A recent post described preliminary integration of the Molecular Materials Informatics toolkit with KNIME. Further to that objective, some more developments are coming through within the toolkit itself, being used independently of any third party tools: in particular, a way to execute pre-existing workflows with the benefit of a visual interface.
First of all, there is still no user interface for actually editing the workflow files that are used by the toolkit’s pipelining infrastructure. For the moment the only way to design an operation-based workflow for streaming cheminformatics tables from one node to the next is to edit the raw XML file with a text editor, a process that looks something like this:
Obviously this is acceptable only for programmers, and ideally only the subset of them who are intimately familiar with the underlying source code. However, this is not quite as much of a limitation as it may seem, since this workflow system was always intended to be used repeatedly, i.e. design a workflow script to turn A into B, using some collection of steps strung together, and then re-run the script on the same source data or anything else that it applies to. These workflow scripts can be created by an expert, and distributed or customised as necessary.
Scenarios that spring to mind are tasks like washing structures, removing duplicates, calculating properties, sorting, etc. These are very routine tasks in cheminformatics – routine in the sense that they need to be run frequently – but there are so many details that vary depending on circumstances that it is not always straightforward. Being able to easily tailor a specific action sequence involving a series of algorithms, each with its own parameters, is necessary to avoid a lot of manual tedium, and also excellent for repeatability (because if you keep the workflow definition and the original file, you don’t need to remember what you did to it).
A single workflow definition consists of a list of nodes, each one of which invokes a well defined operation, which corresponds to one of the underlying Java classes that conforms to the protocol. These can either be core operations, or anything else that got lumped into the classpath. The nodes are connected together by input/output ports, in a manner that is familiar to any other pipelining software.
There is a special section at the beginning of the XML specification for metadata, and of particular interest are global parameters: these are intended to be provided by the user at runtime, rather than being encoded into the workflow itself. The most common use of these parameters will be things like filenames for input/output, and various configuration options, or in some cases higher order objects (e.g. a molecule to rank similarity to). In a simple contrived example, the file wash.workflow defines two global parameters:
Both Input File and Output File can be specified by the user, in this simple preparation dialog box. They can also be provided using the command line, which either becomes the default option (visual) or the final parameter (when running non-interactively).

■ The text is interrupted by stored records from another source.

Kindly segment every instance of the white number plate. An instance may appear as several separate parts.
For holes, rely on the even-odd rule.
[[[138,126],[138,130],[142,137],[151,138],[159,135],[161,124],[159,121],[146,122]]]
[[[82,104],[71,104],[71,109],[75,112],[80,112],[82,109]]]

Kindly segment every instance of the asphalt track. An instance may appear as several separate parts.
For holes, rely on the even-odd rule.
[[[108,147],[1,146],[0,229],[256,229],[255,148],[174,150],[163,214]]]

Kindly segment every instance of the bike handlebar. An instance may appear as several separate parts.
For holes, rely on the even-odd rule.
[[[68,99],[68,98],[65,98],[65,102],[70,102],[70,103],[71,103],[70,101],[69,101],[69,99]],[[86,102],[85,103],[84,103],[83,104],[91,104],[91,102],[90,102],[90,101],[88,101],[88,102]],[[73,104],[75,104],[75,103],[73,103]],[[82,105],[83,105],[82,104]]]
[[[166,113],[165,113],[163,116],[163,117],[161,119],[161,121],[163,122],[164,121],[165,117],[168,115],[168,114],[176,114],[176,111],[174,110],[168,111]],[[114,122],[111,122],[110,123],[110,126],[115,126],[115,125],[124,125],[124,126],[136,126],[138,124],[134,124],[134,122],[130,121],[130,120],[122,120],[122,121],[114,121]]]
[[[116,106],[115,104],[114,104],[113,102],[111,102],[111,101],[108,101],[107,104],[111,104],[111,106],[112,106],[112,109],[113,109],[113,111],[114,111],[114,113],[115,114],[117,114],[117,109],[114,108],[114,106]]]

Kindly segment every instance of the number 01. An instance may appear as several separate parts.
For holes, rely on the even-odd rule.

Hitting the Execute button brings up a moderately detailed view into what is going on in the workflow:
It may not yet be the most beautiful progress screen, but it informs us that the workflow is made up of 5 nodes, and provides information about how much work each one has done so far. Since this is a true-streaming infrastructure, and most of the operation types are non-blocking, it means that in simple workflows like this one, all of the nodes are running simultaneously. Whenever the supply vs. demand is not perfectly balanced, one or more of the nodes are sitting around waiting to be fed, or waiting for their output buffers to become unblocked.
In the above example, there are two nodes that generate final output content: one of them writes the molecules that have been parsed & washed during the previous steps. When the node is completed, the output file can be launched and viewed on the desktop – in this case, using the XMDS app, which is the default viewer for datasheets:
The honeycomb operation is slightly different, because rather than outputting or writing a molecular datasheet – the universal datatype in this software stack – it creates a vector graphics instance, which is essentially a recipe for converting lines, shapes, text, etc., into some format that can be consumed by presentation software. Clicking on its button brings up a preview:
The preview dialog allows the content to be saved in various different formats, 3 of them vector graphics (PDF, SVG, EPS) and one bitmap (PNG).
At the present time, the core Molecular Materials Informatics toolkit is not actually available as a product – you can’t go to a store and buy it – but like all works in progress, there is a roadmap with plenty of milestones, including imminent use by some of my regular collaborators. Because the toolkit is written in Java, it means it can run on any modern desktop/server platform, and most of the functionality is headless, which means it can provide back-end muscle. The feature set is being tailored so that it complements more readily user-facing tools like various apps (MMDS, GLN, etc.) and XMDS on Mac laptop/desktop workstations: there are various integration techniques in the works.